Friday, July 24, 2015

The New Enemy Within

Peter Beinart wrote in May's Atlantic, The New Enemy Within "Why are conservatives more hostile to Muslims and Islam today than they were in the terrifying aftermath of 9/11? And why have American Muslims, who in 2000 mostly voted Republican, apparently replaced gays and feminists as the right’s chief culture-war foe?"

But if conservatives no longer believe they can transform the Middle East, they still greatly fear terrorism by Muslims. A 2014 poll by the Pew Research Center found that Republicans were 31 percentage points more likely than Democrats to be “very concerned” about the threat of “Islamic extremism” around the world. The result is a mismatch between conservative anxieties and conservative methods. Although most conservatives are happy to bomb ISIS, the American right has lost its appetite for a vast overseas struggle against jihadist terror. Instead of tempering their view of the threat, conservatives have domesticated it. By reconceiving the Islamist danger as a largely domestic problem, conservatives can now fight it ferociously without having to invade any other countries.

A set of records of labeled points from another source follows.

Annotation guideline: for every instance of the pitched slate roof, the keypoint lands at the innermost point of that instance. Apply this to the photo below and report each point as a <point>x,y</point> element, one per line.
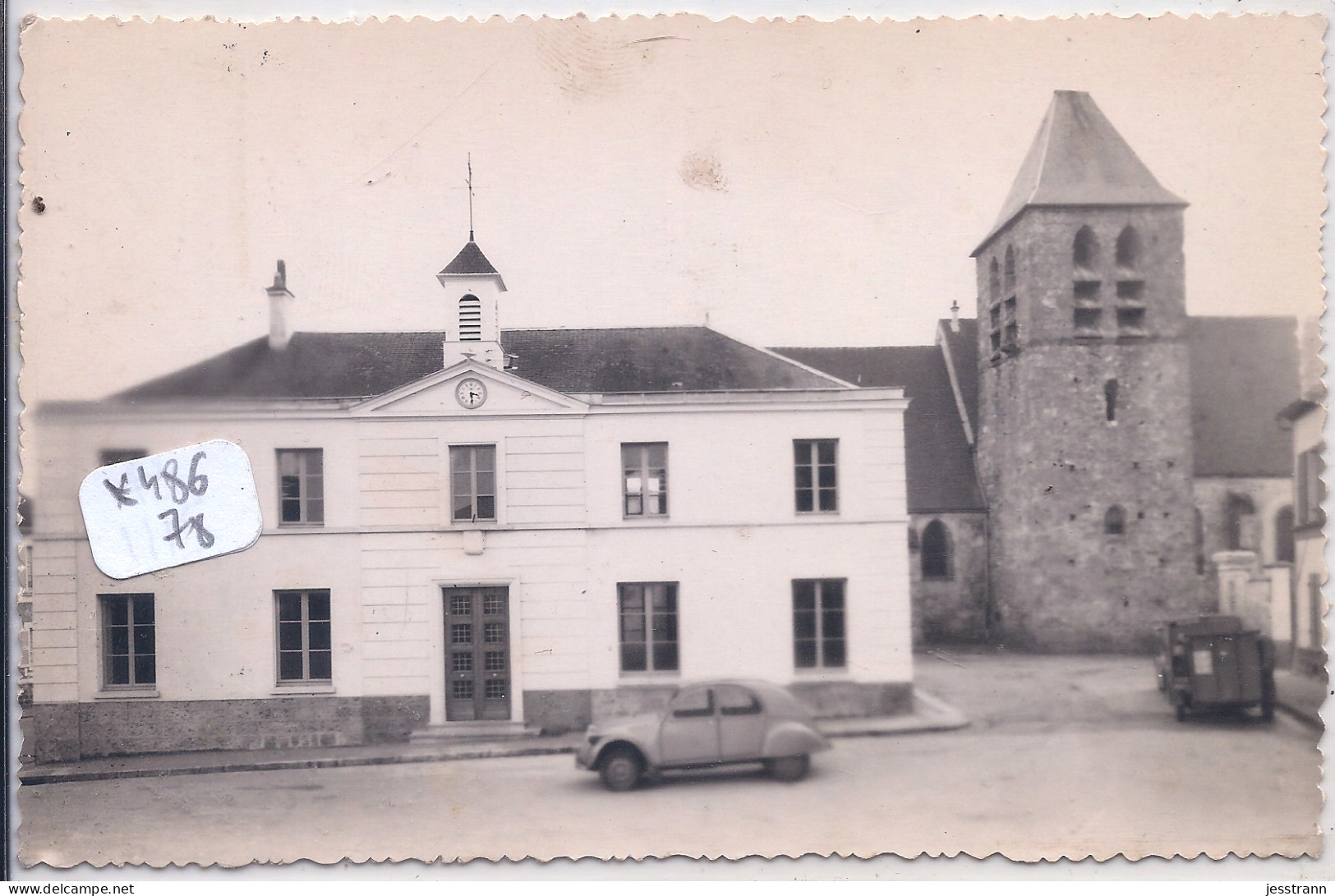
<point>1243,374</point>
<point>1079,159</point>
<point>964,354</point>
<point>939,462</point>
<point>359,365</point>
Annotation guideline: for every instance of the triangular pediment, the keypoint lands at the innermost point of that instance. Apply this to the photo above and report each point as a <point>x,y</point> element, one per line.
<point>469,388</point>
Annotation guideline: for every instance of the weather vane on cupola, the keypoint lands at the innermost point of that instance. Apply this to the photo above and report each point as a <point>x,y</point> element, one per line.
<point>470,198</point>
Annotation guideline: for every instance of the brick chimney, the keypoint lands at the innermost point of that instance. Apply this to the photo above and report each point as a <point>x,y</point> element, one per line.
<point>279,310</point>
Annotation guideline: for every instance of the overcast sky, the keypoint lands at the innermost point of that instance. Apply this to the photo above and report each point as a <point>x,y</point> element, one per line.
<point>799,183</point>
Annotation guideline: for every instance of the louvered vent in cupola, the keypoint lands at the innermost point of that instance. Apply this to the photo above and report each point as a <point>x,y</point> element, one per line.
<point>470,319</point>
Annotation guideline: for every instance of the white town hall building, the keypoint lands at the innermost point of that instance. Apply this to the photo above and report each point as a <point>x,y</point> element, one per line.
<point>480,531</point>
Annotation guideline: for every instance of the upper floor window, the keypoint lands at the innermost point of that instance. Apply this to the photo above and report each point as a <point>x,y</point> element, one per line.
<point>473,482</point>
<point>1084,251</point>
<point>935,556</point>
<point>305,640</point>
<point>470,318</point>
<point>1128,249</point>
<point>644,478</point>
<point>301,482</point>
<point>128,641</point>
<point>815,475</point>
<point>1115,521</point>
<point>818,636</point>
<point>107,457</point>
<point>647,629</point>
<point>1310,489</point>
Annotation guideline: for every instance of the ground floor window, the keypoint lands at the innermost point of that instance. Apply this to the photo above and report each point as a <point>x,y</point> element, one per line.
<point>305,642</point>
<point>128,641</point>
<point>818,639</point>
<point>647,636</point>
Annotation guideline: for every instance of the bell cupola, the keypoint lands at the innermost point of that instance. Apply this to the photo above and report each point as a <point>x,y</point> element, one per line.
<point>473,290</point>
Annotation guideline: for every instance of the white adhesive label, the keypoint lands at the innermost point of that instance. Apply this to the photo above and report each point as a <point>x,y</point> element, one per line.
<point>171,509</point>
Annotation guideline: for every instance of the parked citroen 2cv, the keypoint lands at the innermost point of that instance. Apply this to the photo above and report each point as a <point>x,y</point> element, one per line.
<point>707,725</point>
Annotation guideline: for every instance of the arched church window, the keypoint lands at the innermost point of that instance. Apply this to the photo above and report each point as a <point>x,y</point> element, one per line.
<point>1198,531</point>
<point>1084,253</point>
<point>1115,521</point>
<point>1128,249</point>
<point>935,550</point>
<point>470,319</point>
<point>1241,514</point>
<point>1285,535</point>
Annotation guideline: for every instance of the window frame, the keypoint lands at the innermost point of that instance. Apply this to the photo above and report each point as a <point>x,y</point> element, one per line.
<point>1310,490</point>
<point>135,604</point>
<point>310,510</point>
<point>820,640</point>
<point>644,466</point>
<point>649,629</point>
<point>306,650</point>
<point>474,494</point>
<point>813,464</point>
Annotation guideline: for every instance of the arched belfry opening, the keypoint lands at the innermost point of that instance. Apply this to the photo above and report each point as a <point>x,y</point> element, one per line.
<point>1084,251</point>
<point>1128,249</point>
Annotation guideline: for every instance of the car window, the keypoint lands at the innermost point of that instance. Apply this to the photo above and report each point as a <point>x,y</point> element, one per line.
<point>690,704</point>
<point>736,701</point>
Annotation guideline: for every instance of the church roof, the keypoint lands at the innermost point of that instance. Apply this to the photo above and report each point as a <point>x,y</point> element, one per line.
<point>937,457</point>
<point>361,365</point>
<point>1079,159</point>
<point>1243,374</point>
<point>470,260</point>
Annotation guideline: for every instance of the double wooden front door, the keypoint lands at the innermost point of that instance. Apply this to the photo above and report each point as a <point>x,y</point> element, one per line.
<point>476,653</point>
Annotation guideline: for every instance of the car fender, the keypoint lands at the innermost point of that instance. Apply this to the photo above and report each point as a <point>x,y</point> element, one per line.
<point>621,740</point>
<point>789,737</point>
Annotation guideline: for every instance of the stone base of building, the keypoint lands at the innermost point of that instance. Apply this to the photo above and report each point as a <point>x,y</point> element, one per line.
<point>68,732</point>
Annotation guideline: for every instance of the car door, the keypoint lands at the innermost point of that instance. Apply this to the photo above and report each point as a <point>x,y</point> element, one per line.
<point>689,732</point>
<point>741,723</point>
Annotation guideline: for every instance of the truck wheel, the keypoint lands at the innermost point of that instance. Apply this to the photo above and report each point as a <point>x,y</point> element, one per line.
<point>790,768</point>
<point>621,770</point>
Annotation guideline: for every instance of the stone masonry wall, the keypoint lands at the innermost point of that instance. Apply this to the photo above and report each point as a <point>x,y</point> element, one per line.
<point>68,732</point>
<point>952,609</point>
<point>1052,464</point>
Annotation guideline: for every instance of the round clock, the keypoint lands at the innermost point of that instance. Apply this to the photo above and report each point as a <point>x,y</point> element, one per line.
<point>470,393</point>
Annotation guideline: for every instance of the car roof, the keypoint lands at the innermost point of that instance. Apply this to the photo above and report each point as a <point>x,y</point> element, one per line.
<point>775,696</point>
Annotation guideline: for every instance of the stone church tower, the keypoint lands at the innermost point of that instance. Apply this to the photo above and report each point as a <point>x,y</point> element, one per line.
<point>1084,449</point>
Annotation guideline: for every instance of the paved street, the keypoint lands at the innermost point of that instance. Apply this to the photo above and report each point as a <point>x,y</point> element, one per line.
<point>1067,756</point>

All they need to do is prevent Muslims from Islamicizing America. Thus, in 2010, Newt Gingrich called the adoption of Sharia “a mortal threat to the survival of freedom in the United States.” To prevent an “attempt to gradually ease Sharia law and the Muslim faith into our government,” the GOP presidential candidate Herman Cain vowed in 2011 not to appoint any Muslims to his Cabinet. In 2012, five Republican members of Congress sent a letter to the State Department’s deputy inspector general suggesting that Hillary Clinton’s aide Huma Abedin, who is Muslim, had influenced the State Department on behalf of the Muslim Brotherhood.

The right’s new focus on the danger that Muslims allegedly pose at home is McCarthyite in a very specific sense. In the late 1940s and early 1950s, conservatives were deeply frightened by communism overseas. But many of them also worried that the Truman administration’s military spending was creating budget deficits and that America’s entrance into NATO (and later the Korean War) was undermining American sovereignty. By hunting alleged communists in the State Department, and thereby suggesting that the real threat lay not overseas but at home, Joseph McCarthy reconciled those concerns. “The reason why we find ourselves in a position of impotency is not because our only powerful potential enemy has sent men to invade our shores,” he declared in his infamous Wheeling, West Virginia, speech in February 1950, “but rather because of the traitorous actions of those who have been treated so well by this nation.” By suggesting that the real Islamic threat lies at home, today’s conservatives are saying much the same thing.

He also cites the conservative fear of "a war on christianity". And since they can't demonize the feminists and gays as much as they did, they blame Muslims. This is probably why the GOP establishment is mad with Trump for bringing the discussion back to Mexicans. They already had someone to blame, now they're stuck demonizing the biggest growing segment of the voting population.